EchoDitto Blog

Free Zipcode-to-Representative Matching Database! Come and Get It!

August 17, 2006 - 5:02pm

In a previous, much crappier professional life, I worked as a programmer for the government. Most DC-area geeks do, in fact, although the work is usually so secret and/or boring that you don't hear much about it. But the federal government spends a staggering amount on IT. The only thing more astounding than the scale of the enterprise is how little direct good it does for the public.

I'll be the first to admit that not every project is a good candidate for release into citizens' hands. But there's a lot of code and data that could and should be released. But it isn't.

Now that I work on the advocacy side of things, I know that one prime example is the difficulty involved in helping a user find their congresswoman. Matching a zip code to a congressional district is a pretty obvious and simple capability that the government could make available to developers for very little cost. This would presumably facilitate conversations between constituents and representatives — if you believe in representative democracy, it's pretty hard to say that this would be anything other than a good thing.

But instead, developers usually have to buy this information from a vendor, for hundreds or even thousands of dollars. To me, it seems obvious that this information ought to be free.

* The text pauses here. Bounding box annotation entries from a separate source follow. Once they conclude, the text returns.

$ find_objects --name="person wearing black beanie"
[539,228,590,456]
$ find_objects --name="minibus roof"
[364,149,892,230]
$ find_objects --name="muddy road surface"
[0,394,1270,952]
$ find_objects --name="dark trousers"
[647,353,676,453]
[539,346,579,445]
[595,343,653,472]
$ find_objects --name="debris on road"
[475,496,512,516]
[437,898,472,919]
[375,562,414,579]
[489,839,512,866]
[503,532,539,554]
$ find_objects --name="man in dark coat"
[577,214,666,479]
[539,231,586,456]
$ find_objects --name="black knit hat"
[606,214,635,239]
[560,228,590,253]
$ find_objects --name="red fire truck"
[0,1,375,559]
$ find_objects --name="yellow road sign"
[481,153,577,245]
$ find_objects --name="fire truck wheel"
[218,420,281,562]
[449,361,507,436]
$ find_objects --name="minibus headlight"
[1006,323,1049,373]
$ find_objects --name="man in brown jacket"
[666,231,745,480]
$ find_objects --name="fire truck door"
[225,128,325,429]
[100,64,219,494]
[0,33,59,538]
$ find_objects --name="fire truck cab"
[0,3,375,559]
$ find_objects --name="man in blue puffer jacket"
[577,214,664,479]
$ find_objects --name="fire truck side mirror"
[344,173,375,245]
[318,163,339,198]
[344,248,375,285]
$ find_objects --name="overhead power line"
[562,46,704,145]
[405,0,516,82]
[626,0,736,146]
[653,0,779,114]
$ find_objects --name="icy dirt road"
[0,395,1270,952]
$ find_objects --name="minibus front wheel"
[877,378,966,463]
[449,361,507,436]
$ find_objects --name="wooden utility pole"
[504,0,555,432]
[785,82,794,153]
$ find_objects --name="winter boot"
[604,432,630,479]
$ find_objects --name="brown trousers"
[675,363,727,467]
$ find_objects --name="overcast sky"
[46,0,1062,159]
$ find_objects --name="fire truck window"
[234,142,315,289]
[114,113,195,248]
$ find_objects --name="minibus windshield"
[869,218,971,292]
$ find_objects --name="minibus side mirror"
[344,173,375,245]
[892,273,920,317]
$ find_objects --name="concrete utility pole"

Fortunately, from my time in the belly of the beast I know that the government actually does make this information available... at least, sort of. There's a collection of webpages on house.gov that provide the necessary data for a given zipcode, but they relay it in a thoroughly unusable form. If you're a developer, the obvious answer is to write some scripts to chew through that output, turning it into easily digestible SQL. Then you repeat the process for every zip code that you need to match to congressional districts. As part of another project, that's exactly what I did. I figured that other people might find it useful. At the very least, the price is right.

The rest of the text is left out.